The Opportunity Solution Tree, as defined in Continuous Discovery Habits by Teresa Torres

Stage 1, Stage 2: Explore and Define

After interviewing customers, analyzing product analytics, and talking to support and customer success, the Product Trio identified opportunities and child opportunities related to the desired outcome, e.g.:

  • I can’t find anything to watch,

  • I can’t figure out how to search for a specific show).

Next, they prioritized opportunities that are important for the users, where their satisfaction with their ability to achieve a specific outcome was low.

Stage 3: Ideate

After prioritizing opportunities, everyone on the Product Trio brainstormed individually. The team members met to discuss their ideas.

They immediately rejected a few ideas for one of the opportunities (“I can’t figure out how to search for a specific show”). The two most promising ideas left were:

  • Displaying a search box,

  • Displaying recommended shows.

Stage 4: Test

The team used User Story Mapping to identify assumptions related to value, usability, and feasibility. They identified some as risky and planned experiments to test those assumptions.

For example, they created a user prototype in Figma to test whether users understand how a search box works. They gave selected users a task to accomplish, tracked every user’s click, and assumed the assumption was correct if at least 70% of the users would complete their task on the first attempt.

The test was successful, so there was no need to consider alternative solutions or talk to the users again.

Previously, the Product Manager ensured with the stakeholders the the solution would also work for the business (she talked to CSM, Marketing, and Sales).
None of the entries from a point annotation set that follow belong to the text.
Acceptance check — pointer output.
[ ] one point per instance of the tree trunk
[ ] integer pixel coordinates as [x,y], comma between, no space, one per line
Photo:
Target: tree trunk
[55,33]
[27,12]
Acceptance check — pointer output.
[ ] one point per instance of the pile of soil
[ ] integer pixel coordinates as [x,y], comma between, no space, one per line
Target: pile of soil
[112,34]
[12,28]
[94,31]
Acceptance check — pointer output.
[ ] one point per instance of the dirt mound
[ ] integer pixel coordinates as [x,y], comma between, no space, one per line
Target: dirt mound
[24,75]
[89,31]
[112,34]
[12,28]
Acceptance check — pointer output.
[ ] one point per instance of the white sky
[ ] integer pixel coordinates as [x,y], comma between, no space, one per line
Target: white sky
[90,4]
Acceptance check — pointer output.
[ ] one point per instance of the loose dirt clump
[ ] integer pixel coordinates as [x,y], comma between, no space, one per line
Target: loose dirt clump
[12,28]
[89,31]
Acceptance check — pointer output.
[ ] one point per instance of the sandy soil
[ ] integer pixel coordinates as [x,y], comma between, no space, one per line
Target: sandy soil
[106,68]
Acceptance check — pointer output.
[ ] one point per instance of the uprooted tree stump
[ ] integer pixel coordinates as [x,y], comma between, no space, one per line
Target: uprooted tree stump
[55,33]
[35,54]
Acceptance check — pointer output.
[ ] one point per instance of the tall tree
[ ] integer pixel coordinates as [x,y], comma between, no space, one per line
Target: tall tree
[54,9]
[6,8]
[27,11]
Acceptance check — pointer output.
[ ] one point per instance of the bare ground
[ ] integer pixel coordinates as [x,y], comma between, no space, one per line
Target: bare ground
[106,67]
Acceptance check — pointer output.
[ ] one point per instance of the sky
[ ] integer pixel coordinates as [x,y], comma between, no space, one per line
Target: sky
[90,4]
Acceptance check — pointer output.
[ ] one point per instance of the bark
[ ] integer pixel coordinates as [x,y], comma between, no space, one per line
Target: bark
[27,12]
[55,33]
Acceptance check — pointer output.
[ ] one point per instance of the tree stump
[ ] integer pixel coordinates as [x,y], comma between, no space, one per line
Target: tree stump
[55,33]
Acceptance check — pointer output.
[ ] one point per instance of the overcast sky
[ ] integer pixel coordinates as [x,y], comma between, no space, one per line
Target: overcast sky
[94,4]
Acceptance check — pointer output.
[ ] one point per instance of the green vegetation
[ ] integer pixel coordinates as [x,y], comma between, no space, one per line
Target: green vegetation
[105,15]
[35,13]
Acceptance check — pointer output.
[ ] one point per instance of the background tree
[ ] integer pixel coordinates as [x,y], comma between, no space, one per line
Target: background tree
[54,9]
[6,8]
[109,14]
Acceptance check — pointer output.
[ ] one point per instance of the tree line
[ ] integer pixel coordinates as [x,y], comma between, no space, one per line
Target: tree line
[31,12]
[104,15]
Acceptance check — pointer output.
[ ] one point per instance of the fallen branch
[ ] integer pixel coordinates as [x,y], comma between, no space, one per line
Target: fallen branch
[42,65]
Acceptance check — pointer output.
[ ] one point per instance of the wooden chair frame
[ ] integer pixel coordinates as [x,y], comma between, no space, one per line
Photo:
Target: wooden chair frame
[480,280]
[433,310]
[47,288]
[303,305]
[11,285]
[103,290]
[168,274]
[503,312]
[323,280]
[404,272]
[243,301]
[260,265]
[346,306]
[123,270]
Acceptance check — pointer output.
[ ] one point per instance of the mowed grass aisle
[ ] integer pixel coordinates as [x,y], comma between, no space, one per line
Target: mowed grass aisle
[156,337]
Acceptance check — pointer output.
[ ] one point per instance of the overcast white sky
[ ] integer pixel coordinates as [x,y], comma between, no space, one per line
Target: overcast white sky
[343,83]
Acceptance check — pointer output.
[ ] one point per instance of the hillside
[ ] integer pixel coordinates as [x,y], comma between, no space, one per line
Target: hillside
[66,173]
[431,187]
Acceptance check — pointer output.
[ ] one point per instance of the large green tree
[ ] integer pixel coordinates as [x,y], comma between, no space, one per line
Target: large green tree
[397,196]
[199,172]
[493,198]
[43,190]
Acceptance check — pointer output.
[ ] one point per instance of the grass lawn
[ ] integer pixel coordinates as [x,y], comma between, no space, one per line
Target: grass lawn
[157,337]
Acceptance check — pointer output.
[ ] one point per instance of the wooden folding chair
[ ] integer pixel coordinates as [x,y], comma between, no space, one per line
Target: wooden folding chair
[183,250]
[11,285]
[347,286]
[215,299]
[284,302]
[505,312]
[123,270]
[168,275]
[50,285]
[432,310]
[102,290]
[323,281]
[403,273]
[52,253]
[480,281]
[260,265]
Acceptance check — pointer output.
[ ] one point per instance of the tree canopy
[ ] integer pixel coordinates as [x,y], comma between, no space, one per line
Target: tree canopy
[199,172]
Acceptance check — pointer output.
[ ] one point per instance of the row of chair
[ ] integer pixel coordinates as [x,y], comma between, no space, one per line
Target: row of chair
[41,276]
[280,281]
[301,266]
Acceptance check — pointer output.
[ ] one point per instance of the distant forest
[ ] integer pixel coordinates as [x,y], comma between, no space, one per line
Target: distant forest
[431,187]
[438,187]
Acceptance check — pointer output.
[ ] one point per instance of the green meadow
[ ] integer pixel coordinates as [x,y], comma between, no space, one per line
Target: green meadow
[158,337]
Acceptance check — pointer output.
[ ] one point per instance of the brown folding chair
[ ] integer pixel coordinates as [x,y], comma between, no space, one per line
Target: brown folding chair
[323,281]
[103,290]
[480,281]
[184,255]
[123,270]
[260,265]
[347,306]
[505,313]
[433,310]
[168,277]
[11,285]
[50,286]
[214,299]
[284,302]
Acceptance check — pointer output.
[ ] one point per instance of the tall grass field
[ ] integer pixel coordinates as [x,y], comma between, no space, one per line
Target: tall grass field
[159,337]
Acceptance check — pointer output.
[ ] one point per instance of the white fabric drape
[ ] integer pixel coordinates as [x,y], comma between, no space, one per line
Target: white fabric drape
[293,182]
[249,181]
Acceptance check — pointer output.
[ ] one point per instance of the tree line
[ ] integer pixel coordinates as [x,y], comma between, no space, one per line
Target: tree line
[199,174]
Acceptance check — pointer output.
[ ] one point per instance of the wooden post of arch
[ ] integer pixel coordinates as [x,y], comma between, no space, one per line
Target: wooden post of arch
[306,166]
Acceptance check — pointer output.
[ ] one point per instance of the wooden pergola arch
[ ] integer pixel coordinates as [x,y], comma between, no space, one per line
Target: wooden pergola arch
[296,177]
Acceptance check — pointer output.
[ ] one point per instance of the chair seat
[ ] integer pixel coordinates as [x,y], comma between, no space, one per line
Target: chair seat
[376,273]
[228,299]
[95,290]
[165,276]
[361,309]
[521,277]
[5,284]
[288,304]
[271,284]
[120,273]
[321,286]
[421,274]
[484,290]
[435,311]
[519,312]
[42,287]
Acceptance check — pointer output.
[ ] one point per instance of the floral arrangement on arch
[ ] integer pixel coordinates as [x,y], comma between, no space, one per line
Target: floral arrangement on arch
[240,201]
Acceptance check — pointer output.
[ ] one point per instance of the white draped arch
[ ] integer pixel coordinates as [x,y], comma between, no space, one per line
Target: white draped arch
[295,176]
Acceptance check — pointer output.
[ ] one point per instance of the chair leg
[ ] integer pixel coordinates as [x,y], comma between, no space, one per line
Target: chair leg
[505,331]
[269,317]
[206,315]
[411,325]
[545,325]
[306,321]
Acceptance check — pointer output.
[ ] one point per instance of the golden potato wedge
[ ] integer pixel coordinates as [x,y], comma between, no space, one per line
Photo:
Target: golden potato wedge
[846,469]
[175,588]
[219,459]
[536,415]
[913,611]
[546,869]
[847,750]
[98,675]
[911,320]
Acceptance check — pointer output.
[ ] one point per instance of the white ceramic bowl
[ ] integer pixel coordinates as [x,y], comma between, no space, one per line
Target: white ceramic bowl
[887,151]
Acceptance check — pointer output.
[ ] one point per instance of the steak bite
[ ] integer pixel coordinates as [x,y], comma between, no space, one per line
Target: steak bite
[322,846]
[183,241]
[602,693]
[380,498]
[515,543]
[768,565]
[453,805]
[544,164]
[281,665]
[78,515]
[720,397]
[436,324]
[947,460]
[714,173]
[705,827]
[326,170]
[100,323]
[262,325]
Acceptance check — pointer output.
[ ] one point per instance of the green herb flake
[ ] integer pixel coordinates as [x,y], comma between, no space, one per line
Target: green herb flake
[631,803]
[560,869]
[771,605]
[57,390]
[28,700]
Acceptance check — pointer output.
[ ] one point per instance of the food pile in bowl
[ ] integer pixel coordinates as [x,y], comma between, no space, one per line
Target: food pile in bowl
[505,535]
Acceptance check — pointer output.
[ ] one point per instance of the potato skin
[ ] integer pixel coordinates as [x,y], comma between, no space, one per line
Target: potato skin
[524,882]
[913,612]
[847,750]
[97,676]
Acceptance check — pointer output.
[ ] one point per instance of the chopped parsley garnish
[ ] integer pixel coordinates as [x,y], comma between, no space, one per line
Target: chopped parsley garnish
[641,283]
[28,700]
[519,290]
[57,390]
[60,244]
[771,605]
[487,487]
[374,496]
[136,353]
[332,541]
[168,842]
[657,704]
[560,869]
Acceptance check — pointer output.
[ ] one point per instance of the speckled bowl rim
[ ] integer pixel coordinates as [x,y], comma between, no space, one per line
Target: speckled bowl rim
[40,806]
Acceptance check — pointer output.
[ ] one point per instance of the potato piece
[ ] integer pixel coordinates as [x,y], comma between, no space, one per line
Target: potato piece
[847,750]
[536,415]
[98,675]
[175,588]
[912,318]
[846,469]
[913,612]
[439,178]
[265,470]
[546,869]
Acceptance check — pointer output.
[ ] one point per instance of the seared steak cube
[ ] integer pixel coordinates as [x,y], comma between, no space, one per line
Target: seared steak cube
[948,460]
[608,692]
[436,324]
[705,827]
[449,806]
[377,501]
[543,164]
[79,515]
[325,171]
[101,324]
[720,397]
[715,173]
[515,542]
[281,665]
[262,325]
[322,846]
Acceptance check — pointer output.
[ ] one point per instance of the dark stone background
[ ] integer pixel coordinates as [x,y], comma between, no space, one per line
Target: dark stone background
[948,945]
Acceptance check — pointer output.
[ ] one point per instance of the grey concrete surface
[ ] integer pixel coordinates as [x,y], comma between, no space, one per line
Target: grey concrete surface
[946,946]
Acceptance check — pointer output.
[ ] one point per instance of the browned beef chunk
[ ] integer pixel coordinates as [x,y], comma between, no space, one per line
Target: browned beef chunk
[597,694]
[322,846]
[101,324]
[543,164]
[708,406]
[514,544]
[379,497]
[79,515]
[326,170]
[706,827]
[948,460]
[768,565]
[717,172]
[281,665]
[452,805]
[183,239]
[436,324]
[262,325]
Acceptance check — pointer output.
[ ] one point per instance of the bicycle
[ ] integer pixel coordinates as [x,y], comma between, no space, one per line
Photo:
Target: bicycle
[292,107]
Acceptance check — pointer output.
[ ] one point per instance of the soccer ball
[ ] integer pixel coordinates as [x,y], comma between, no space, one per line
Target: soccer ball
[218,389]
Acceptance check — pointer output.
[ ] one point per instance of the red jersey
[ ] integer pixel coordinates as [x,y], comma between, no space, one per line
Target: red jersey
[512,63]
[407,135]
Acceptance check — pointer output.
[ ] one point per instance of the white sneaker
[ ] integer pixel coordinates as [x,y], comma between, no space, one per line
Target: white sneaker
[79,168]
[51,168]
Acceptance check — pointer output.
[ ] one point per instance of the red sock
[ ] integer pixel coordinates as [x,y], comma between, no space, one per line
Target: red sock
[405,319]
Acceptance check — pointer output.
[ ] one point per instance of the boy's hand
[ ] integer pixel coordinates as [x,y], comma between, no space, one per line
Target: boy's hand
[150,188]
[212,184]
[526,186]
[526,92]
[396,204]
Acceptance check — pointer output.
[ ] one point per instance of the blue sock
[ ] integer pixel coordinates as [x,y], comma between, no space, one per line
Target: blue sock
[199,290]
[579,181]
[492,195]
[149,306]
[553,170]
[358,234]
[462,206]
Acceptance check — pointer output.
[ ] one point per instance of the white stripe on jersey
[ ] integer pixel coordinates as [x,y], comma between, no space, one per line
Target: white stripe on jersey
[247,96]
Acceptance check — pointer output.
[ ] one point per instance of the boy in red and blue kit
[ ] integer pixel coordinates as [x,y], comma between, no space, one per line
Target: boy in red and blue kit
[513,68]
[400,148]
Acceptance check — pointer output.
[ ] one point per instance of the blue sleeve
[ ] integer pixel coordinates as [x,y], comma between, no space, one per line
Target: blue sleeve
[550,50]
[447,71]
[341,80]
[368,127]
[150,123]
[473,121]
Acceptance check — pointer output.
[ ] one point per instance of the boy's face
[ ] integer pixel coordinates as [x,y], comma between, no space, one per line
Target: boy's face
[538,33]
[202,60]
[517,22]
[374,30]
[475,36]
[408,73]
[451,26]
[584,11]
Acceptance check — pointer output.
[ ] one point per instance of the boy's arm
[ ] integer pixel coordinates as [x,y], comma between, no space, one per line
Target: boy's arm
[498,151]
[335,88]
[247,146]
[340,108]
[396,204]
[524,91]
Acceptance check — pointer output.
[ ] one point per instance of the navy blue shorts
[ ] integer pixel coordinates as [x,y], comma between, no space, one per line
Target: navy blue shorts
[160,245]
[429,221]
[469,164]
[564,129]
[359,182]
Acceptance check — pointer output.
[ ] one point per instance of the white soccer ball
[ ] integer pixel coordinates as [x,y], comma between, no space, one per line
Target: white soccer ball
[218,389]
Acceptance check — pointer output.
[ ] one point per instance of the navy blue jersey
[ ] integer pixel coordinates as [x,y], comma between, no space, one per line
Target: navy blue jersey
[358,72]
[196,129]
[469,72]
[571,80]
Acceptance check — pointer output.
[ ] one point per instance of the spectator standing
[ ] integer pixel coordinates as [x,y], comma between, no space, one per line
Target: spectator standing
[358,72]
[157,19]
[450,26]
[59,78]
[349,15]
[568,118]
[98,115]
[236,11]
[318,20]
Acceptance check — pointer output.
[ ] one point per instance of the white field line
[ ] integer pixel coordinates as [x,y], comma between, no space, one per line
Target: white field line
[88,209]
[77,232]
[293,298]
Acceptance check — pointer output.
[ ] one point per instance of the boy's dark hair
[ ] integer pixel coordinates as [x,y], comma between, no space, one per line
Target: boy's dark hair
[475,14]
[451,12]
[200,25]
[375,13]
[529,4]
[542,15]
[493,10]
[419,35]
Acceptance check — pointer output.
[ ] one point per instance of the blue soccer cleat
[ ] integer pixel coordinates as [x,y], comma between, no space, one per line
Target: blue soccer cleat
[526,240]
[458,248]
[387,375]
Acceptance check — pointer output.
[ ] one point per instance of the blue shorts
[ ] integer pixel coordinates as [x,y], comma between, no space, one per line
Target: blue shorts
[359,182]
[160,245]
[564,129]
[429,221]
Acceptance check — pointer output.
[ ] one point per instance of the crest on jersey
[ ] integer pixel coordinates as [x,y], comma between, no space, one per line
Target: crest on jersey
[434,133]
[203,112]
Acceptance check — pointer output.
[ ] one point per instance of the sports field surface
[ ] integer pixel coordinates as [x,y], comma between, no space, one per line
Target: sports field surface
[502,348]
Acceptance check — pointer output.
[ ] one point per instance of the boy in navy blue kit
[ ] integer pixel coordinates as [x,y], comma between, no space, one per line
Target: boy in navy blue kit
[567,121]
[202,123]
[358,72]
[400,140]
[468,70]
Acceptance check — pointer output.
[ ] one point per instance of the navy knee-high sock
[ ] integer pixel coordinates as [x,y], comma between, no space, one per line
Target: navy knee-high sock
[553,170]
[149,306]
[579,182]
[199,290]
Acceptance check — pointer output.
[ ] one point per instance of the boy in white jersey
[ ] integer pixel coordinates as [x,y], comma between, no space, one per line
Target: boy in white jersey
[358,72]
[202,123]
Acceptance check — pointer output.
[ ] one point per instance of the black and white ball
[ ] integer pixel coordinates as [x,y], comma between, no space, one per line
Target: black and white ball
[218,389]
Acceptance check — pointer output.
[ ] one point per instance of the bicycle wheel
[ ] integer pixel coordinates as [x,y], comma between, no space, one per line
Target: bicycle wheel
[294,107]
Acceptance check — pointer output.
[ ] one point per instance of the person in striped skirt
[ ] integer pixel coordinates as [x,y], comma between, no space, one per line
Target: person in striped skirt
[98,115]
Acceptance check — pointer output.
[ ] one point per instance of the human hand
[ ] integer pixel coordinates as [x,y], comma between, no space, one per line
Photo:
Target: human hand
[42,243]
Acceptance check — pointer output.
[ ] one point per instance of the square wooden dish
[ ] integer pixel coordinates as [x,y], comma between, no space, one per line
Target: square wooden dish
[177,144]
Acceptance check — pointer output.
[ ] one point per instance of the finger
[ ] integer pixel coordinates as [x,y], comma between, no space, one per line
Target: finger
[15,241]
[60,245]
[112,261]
A few days later, the engineers selected this idea for implementation.


3. What is Initial Product Discovery?

Initial Product Discovery comes into play when creating a new product.

In this phase, you define your Product Vision, draft a Business Model, and identify the right market. You’re not worrying yet about continuous iteration.

You’re trying to figure out if there’s a market at all.

Initial Product Discovery follows a very similar workflow with different activities possible in each stage:

Again, there is no “Product Discovery Process,” but rather a series of iterative cycles.

4. Jira Product Discovery: Pros & Cons

If you work with Jira, you might have heard about Jira Product Discovery. It offers some handy features like a Now-Next-Later roadmap, which is a perfect choice for visualizing big-picture plans:

JIRA Product Discovery

But JIRA Product Discovery misses the critical aspects of Continuous Product Discovery and encourages some bad practices:

  • No built-in way to map opportunities

  • No straightforward way to plan experiments

Some try to hack it, but I have a strong opinion: it’s not a Continuous Product Discovery tool. You will do much better creating the Opportunity Solution Tree in tools like Miro, Notion, or FigJam.

Recommended Books on Product Discovery

The two most important titles every product person should read:

Final Thoughts

Product Discovery doesn’t have to be complicated. The key is to stay curious about your users, test ideas early, and collaborate with your team to build solutions people actually want.